To start improving your LLM capacity planning today, follow these steps:

  • Audit Historical Data: Gather 12-24 months of usage logs. Look for patterns in tokens/sec, prompt lengths, and error rates.
  • Integrate Business Calendars: Sync your engineering team’s monitoring tools with marketing and product launch schedules. Know when the spikes will come.
  • Benchmark Your Stack: Test your inference engine (vLLM, TGI, TensorRT-LLM) on your target hardware. Know exactly how many tokens per second each GPU delivers under realistic batching conditions.
  • Set Up Forecasting: Deploy a time-series model (Prophet or ARIMA) to predict hourly token demand for the next 72 hours.
  • Define SLAs and Tiers: Decide which users get priority during crunch time. Document these rules clearly.
  • Conduct Load Tests: Simulate peak conditions quarterly. Break your system intentionally to find bottlenecks before real users do.

Conclusion

Capacity planning for seasonal peaks in LLM usage is no longer optional. As generative AI becomes embedded in critical business workflows, the cost of downtime or poor performance outweighs the cost of over-provisioning. By shifting from reactive to predictive scaling, focusing on token-level metrics, and implementing intelligent routing, you can handle demand surges gracefully. The goal is not just to survive the peak, but to deliver a consistent, high-quality experience regardless of how busy it gets.

What is the difference between reactive and predictive scaling for LLMs?

Reactive scaling adds resources after demand increases, which causes latency spikes due to model loading times (cold starts). Predictive scaling uses forecasting models to provision and warm up GPUs 15-30 minutes before expected traffic surges, ensuring instant availability and lower latency.

Why is tracking tokens per second more important than requests per second?

LLM compute cost is driven by the number of tokens processed, not just the number of API calls. A single request with a 10,000-token context consumes far more GPU memory and compute than a 50-token request. Tracking tokens per second gives an accurate picture of actual infrastructure load.

How can I reduce costs during seasonal peaks without sacrificing performance?

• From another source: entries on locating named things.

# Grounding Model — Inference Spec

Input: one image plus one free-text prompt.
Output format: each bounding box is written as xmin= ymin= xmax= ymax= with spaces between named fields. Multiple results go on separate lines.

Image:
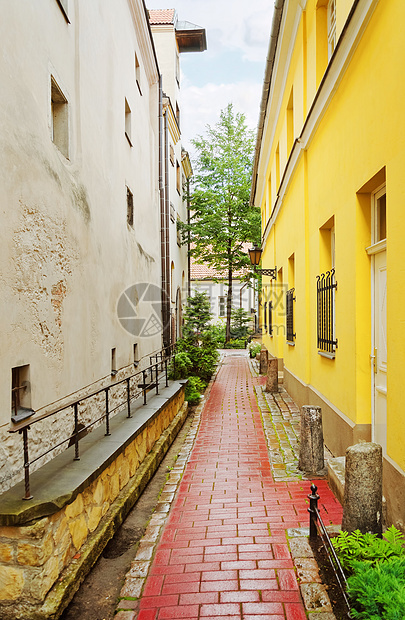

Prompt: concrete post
xmin=260 ymin=347 xmax=269 ymax=375
xmin=298 ymin=405 xmax=325 ymax=473
xmin=342 ymin=443 xmax=382 ymax=534
xmin=265 ymin=357 xmax=278 ymax=392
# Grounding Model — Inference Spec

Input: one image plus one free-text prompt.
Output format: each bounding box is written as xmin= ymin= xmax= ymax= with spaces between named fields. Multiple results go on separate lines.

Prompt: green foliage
xmin=332 ymin=526 xmax=405 ymax=571
xmin=209 ymin=323 xmax=225 ymax=349
xmin=168 ymin=351 xmax=193 ymax=379
xmin=348 ymin=557 xmax=405 ymax=620
xmin=169 ymin=293 xmax=219 ymax=404
xmin=180 ymin=104 xmax=261 ymax=340
xmin=224 ymin=338 xmax=246 ymax=349
xmin=183 ymin=291 xmax=212 ymax=341
xmin=248 ymin=342 xmax=262 ymax=358
xmin=184 ymin=377 xmax=207 ymax=405
xmin=231 ymin=308 xmax=251 ymax=339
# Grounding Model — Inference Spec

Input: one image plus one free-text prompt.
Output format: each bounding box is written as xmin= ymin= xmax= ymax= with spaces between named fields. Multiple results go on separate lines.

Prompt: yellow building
xmin=251 ymin=0 xmax=405 ymax=528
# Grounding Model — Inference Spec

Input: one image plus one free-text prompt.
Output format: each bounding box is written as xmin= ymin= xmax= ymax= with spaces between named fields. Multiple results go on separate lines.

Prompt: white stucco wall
xmin=0 ymin=0 xmax=161 ymax=489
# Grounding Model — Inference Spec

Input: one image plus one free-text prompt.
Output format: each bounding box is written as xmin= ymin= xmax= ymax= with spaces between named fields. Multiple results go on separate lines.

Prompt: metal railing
xmin=9 ymin=345 xmax=175 ymax=500
xmin=316 ymin=269 xmax=337 ymax=353
xmin=308 ymin=484 xmax=352 ymax=618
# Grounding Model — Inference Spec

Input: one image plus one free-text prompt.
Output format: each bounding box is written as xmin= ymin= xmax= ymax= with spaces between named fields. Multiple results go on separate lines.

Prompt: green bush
xmin=332 ymin=526 xmax=405 ymax=620
xmin=248 ymin=342 xmax=262 ymax=358
xmin=332 ymin=526 xmax=405 ymax=571
xmin=168 ymin=351 xmax=193 ymax=379
xmin=224 ymin=338 xmax=246 ymax=349
xmin=184 ymin=377 xmax=206 ymax=405
xmin=348 ymin=557 xmax=405 ymax=620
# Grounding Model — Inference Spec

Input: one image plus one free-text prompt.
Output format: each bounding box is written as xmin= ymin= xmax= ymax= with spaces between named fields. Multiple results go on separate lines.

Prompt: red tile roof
xmin=190 ymin=243 xmax=252 ymax=280
xmin=149 ymin=9 xmax=176 ymax=25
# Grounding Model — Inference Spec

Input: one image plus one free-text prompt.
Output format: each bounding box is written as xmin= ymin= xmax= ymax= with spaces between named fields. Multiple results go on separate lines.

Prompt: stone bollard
xmin=298 ymin=405 xmax=325 ymax=473
xmin=260 ymin=348 xmax=269 ymax=375
xmin=265 ymin=357 xmax=278 ymax=393
xmin=342 ymin=442 xmax=382 ymax=534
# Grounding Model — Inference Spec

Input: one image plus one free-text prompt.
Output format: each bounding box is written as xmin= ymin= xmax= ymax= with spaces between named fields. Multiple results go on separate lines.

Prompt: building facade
xmin=149 ymin=9 xmax=207 ymax=342
xmin=251 ymin=0 xmax=405 ymax=528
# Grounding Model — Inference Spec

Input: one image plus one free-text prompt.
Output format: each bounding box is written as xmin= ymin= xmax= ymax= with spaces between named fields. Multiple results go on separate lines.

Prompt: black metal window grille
xmin=269 ymin=301 xmax=273 ymax=336
xmin=286 ymin=288 xmax=296 ymax=342
xmin=316 ymin=269 xmax=337 ymax=353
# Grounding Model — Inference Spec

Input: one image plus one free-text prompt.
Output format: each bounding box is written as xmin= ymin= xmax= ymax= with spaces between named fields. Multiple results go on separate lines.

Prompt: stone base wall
xmin=0 ymin=388 xmax=184 ymax=619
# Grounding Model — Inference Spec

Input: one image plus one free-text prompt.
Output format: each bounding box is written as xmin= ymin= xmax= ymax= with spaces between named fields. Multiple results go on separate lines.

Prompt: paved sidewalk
xmin=116 ymin=351 xmax=341 ymax=620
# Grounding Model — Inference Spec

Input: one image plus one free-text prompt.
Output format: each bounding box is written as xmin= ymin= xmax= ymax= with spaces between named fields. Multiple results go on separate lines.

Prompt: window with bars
xmin=268 ymin=301 xmax=273 ymax=336
xmin=286 ymin=288 xmax=296 ymax=342
xmin=316 ymin=269 xmax=337 ymax=354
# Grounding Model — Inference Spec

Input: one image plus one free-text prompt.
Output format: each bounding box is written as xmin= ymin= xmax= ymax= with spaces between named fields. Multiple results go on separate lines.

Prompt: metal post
xmin=127 ymin=377 xmax=132 ymax=418
xmin=20 ymin=426 xmax=32 ymax=499
xmin=73 ymin=403 xmax=80 ymax=461
xmin=105 ymin=388 xmax=111 ymax=437
xmin=142 ymin=370 xmax=146 ymax=405
xmin=155 ymin=360 xmax=159 ymax=394
xmin=308 ymin=484 xmax=319 ymax=538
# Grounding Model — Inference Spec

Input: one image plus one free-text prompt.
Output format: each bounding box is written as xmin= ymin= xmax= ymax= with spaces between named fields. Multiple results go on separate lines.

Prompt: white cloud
xmin=181 ymin=81 xmax=262 ymax=154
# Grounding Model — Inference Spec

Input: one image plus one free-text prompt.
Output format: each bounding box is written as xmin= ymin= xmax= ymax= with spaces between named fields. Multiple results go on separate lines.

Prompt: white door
xmin=371 ymin=187 xmax=387 ymax=454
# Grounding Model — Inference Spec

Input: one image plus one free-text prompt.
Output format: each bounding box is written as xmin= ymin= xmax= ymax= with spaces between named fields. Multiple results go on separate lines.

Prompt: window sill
xmin=318 ymin=351 xmax=336 ymax=360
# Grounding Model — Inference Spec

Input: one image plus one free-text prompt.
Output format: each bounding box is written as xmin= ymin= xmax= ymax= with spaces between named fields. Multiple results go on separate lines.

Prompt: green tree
xmin=181 ymin=104 xmax=260 ymax=342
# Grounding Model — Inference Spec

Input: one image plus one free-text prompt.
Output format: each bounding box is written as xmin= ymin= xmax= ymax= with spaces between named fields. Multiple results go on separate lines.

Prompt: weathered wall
xmin=0 ymin=388 xmax=184 ymax=619
xmin=0 ymin=0 xmax=161 ymax=490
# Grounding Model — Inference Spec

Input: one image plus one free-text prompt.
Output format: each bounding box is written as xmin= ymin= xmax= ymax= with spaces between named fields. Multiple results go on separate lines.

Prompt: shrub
xmin=348 ymin=557 xmax=405 ymax=620
xmin=332 ymin=525 xmax=405 ymax=571
xmin=168 ymin=351 xmax=193 ymax=379
xmin=332 ymin=526 xmax=405 ymax=620
xmin=248 ymin=342 xmax=262 ymax=358
xmin=184 ymin=377 xmax=207 ymax=405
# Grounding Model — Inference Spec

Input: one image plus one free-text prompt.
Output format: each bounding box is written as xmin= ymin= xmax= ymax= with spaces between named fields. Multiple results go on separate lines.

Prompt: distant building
xmin=251 ymin=0 xmax=405 ymax=529
xmin=149 ymin=9 xmax=207 ymax=342
xmin=191 ymin=254 xmax=257 ymax=326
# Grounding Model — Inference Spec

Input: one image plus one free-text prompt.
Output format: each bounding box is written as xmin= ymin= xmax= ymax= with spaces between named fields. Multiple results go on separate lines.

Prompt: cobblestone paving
xmin=115 ymin=351 xmax=341 ymax=620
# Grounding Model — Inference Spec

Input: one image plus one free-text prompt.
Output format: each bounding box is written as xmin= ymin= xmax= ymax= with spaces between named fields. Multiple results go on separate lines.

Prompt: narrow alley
xmin=115 ymin=351 xmax=342 ymax=620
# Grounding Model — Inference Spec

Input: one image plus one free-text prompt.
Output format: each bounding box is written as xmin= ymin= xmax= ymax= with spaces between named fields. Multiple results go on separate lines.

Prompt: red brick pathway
xmin=138 ymin=354 xmax=341 ymax=620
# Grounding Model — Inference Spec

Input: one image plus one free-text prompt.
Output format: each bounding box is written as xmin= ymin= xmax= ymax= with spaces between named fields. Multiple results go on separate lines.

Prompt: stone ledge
xmin=1 ymin=403 xmax=188 ymax=620
xmin=0 ymin=381 xmax=184 ymax=526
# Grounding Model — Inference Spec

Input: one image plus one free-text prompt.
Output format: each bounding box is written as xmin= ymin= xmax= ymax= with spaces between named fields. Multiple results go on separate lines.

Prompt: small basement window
xmin=127 ymin=187 xmax=134 ymax=228
xmin=125 ymin=99 xmax=132 ymax=146
xmin=51 ymin=77 xmax=69 ymax=159
xmin=11 ymin=364 xmax=35 ymax=422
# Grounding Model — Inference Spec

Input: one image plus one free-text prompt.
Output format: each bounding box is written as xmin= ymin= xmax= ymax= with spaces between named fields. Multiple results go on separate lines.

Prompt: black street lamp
xmin=249 ymin=243 xmax=277 ymax=280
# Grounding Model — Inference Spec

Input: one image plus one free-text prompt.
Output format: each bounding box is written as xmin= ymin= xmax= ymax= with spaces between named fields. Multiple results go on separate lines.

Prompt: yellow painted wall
xmin=256 ymin=0 xmax=405 ymax=469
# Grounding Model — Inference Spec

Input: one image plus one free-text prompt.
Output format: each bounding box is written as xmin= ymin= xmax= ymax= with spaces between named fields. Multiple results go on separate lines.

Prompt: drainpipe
xmin=159 ymin=75 xmax=166 ymax=347
xmin=164 ymin=97 xmax=172 ymax=346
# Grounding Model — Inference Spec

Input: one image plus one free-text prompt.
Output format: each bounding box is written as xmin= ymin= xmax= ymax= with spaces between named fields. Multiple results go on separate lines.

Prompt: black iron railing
xmin=286 ymin=288 xmax=296 ymax=342
xmin=9 ymin=345 xmax=174 ymax=500
xmin=308 ymin=484 xmax=352 ymax=618
xmin=316 ymin=269 xmax=337 ymax=353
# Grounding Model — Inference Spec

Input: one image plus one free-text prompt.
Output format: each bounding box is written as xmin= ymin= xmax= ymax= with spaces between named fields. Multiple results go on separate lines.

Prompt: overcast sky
xmin=146 ymin=0 xmax=274 ymax=157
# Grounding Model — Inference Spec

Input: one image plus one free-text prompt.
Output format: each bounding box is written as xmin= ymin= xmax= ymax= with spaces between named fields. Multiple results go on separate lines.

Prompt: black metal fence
xmin=286 ymin=288 xmax=296 ymax=342
xmin=316 ymin=269 xmax=337 ymax=353
xmin=308 ymin=484 xmax=352 ymax=618
xmin=9 ymin=345 xmax=174 ymax=500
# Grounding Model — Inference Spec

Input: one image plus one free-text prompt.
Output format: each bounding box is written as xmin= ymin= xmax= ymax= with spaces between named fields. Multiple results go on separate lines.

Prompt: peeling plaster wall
xmin=0 ymin=0 xmax=161 ymax=491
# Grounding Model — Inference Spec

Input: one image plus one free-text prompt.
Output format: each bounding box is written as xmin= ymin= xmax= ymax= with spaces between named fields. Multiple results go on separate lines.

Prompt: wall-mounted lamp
xmin=249 ymin=243 xmax=277 ymax=280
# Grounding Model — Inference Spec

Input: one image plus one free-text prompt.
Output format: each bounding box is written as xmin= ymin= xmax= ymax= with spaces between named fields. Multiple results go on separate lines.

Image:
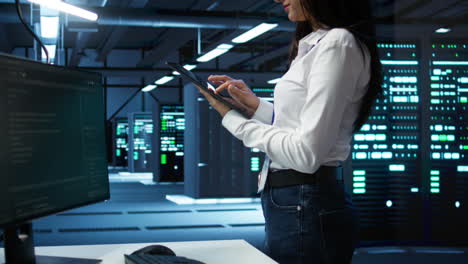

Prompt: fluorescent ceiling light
xmin=436 ymin=28 xmax=452 ymax=34
xmin=268 ymin=78 xmax=281 ymax=84
xmin=41 ymin=45 xmax=57 ymax=61
xmin=154 ymin=76 xmax=174 ymax=85
xmin=141 ymin=84 xmax=158 ymax=93
xmin=28 ymin=0 xmax=98 ymax=21
xmin=232 ymin=23 xmax=278 ymax=43
xmin=197 ymin=44 xmax=234 ymax=62
xmin=172 ymin=64 xmax=197 ymax=75
xmin=41 ymin=16 xmax=59 ymax=38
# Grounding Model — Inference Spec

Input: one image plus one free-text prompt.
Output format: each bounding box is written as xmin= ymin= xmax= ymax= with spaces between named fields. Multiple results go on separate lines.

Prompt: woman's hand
xmin=208 ymin=75 xmax=260 ymax=117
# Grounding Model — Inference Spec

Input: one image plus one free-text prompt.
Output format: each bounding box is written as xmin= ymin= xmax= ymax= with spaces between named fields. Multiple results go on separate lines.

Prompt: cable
xmin=15 ymin=0 xmax=49 ymax=63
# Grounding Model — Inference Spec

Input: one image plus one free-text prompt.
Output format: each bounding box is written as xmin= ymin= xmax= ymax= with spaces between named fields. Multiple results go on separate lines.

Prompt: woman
xmin=196 ymin=0 xmax=381 ymax=264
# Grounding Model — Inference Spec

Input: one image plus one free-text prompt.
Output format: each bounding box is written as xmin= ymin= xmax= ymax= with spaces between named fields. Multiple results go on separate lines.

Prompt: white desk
xmin=0 ymin=240 xmax=277 ymax=264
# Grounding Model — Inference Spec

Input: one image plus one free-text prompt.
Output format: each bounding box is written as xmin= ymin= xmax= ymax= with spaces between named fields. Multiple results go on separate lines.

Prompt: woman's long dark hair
xmin=289 ymin=0 xmax=382 ymax=132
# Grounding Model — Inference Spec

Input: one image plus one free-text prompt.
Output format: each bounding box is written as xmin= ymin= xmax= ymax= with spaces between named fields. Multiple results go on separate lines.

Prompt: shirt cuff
xmin=221 ymin=110 xmax=248 ymax=138
xmin=252 ymin=98 xmax=273 ymax=125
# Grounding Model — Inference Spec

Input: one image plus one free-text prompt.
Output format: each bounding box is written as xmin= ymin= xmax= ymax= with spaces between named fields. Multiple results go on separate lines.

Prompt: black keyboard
xmin=125 ymin=254 xmax=205 ymax=264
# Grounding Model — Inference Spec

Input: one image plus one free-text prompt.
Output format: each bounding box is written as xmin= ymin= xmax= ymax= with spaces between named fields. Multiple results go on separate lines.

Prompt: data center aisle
xmin=30 ymin=182 xmax=468 ymax=264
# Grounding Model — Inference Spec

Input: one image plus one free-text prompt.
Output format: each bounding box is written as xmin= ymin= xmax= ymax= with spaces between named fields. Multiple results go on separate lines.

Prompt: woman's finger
xmin=208 ymin=75 xmax=232 ymax=82
xmin=216 ymin=80 xmax=247 ymax=93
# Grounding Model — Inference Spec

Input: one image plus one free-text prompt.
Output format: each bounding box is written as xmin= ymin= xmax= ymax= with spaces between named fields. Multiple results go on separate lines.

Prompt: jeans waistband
xmin=267 ymin=166 xmax=343 ymax=187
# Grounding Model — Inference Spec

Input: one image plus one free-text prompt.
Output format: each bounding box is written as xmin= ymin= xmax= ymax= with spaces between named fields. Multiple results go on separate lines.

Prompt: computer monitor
xmin=0 ymin=54 xmax=109 ymax=263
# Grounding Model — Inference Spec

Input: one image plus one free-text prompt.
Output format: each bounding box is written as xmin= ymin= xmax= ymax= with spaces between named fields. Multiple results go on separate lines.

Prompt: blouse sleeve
xmin=252 ymin=98 xmax=273 ymax=124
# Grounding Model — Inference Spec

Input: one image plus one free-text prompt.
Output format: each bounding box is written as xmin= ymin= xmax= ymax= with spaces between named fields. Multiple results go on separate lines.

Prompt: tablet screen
xmin=166 ymin=62 xmax=250 ymax=118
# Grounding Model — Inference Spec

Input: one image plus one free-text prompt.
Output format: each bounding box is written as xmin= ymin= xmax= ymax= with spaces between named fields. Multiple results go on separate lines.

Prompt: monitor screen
xmin=0 ymin=55 xmax=109 ymax=227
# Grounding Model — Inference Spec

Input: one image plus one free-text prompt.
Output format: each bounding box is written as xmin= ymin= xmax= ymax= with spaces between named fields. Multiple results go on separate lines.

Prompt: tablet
xmin=166 ymin=62 xmax=250 ymax=118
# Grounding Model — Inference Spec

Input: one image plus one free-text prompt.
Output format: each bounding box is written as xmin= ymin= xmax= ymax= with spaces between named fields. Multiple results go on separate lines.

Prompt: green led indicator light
xmin=353 ymin=189 xmax=366 ymax=194
xmin=353 ymin=177 xmax=366 ymax=182
xmin=353 ymin=170 xmax=366 ymax=175
xmin=353 ymin=182 xmax=366 ymax=188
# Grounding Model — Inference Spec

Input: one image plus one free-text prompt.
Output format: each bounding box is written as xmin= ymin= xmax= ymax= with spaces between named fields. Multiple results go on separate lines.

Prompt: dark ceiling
xmin=0 ymin=0 xmax=468 ymax=83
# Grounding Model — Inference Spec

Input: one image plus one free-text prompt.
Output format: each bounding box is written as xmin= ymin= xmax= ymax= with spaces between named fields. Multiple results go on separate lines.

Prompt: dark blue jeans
xmin=261 ymin=175 xmax=358 ymax=264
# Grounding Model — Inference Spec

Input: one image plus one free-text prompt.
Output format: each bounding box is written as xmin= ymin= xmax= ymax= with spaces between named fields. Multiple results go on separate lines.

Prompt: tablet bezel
xmin=166 ymin=61 xmax=249 ymax=118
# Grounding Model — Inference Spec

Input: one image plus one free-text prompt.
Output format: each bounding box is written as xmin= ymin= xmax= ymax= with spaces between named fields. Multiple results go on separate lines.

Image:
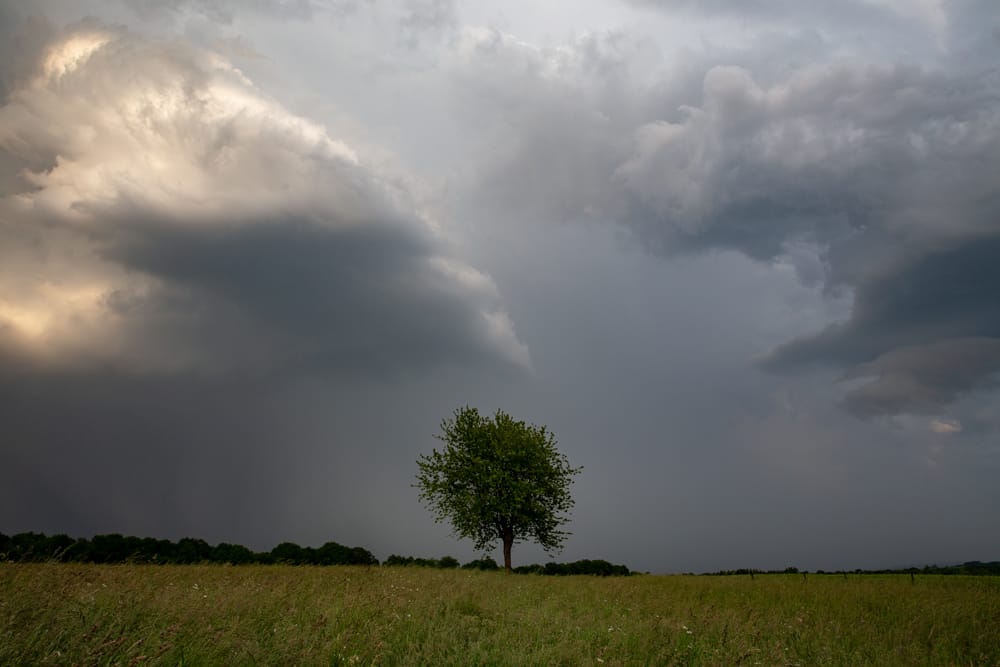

Use model tiering to route simple queries to smaller, cheaper models. Separate batch processing from interactive inference to prevent resource contention. Implement predictive scaling to avoid paying premium spot prices for last-minute GPU rentals. Finally, enforce token-based rate limits to prevent abusive or inefficient usage patterns.

What tools are best for forecasting LLM demand?

Time-series forecasting tools like Facebook Prophet, ARIMA, and LSTM neural networks are effective. These tools analyze historical usage data combined with business calendars (marketing campaigns, holidays) to predict future token demand with high accuracy, often 72 hours in advance.

How long does it take to load a large language model into GPU memory?

Loading a large model (e.g., 70B parameters) can take tens of seconds depending on storage speed and GPU memory bandwidth. This "cold start" time makes reactive scaling ineffective for low-latency requirements, necessitating pre-warmed instances for peak handling.